The companies interested in the recent bid are Brazil’s Petróleo Brasileiro S.A. (PBR), Pan American Energy, in which BP plc (BP) owns a 60% stake, and Argentina’s Bridas Corp.
 
Exxon’s downstream asset sale decision is mainly reflective of the difficult operating environment prevailing in Argentina. The Argentine government seeks to regulate fuel prices profoundly to control inflation. As a case in point, the government cut back fuel prices last month to the July 31 level to constrain inflation, which was more than 20%.
 
Additionally, Repsol YPF, S.A. (REP) initiated number of measures that should reduce its Argentine exposure to 51% from the current 85% stake in slow-growth YPF.
 
The U.S. integrated oil company’s second quarter results benefited from higher oil price realizations, improved downstream margins and strong chemical contributions.
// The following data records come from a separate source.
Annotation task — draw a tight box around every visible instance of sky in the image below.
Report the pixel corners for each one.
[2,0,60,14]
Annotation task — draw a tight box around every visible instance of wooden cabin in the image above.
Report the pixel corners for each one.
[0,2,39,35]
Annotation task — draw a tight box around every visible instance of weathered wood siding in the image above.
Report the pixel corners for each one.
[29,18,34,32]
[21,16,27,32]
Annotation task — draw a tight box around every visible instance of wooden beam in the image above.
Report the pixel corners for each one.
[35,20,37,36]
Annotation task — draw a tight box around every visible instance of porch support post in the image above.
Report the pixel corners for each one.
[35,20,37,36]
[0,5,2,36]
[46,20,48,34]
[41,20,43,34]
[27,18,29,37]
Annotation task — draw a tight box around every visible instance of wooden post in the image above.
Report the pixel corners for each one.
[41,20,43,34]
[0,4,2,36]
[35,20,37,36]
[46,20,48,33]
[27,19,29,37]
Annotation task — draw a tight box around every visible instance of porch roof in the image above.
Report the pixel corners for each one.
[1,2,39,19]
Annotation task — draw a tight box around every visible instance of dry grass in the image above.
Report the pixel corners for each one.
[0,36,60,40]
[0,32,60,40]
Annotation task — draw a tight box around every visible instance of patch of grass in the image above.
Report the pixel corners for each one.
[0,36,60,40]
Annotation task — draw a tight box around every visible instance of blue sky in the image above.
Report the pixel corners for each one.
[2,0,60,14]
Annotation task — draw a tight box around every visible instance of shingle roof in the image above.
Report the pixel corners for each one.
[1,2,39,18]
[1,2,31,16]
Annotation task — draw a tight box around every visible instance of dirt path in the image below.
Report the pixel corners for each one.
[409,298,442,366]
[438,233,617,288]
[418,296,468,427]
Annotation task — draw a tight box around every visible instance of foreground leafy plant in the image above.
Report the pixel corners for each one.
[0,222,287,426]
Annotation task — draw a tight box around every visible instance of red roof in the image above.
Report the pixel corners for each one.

With the XTO deal now complete, Exxon Mobil is enjoying access to significant unconventional resources as well as North America’s newest energy discoveries, as it is looking forward to the growth of natural gas in expanding its share of the world’s largest energy market.
 
Moreover, as Exxon draws significant earnings from its upstream business, we believe this deal will marginally affect the company and will retain its leverage to higher oil prices going forward.
 
However, with Exxon’s large base, the possibility for growth in oil and natural gas production has been a challenge over the past several years and has pushed the company into a riskier and more regulated framework. Consequently, we have a Zacks #3 Rank (short-term Hold recommendation) and maintaining our Neutral rating for Exxon Mobil.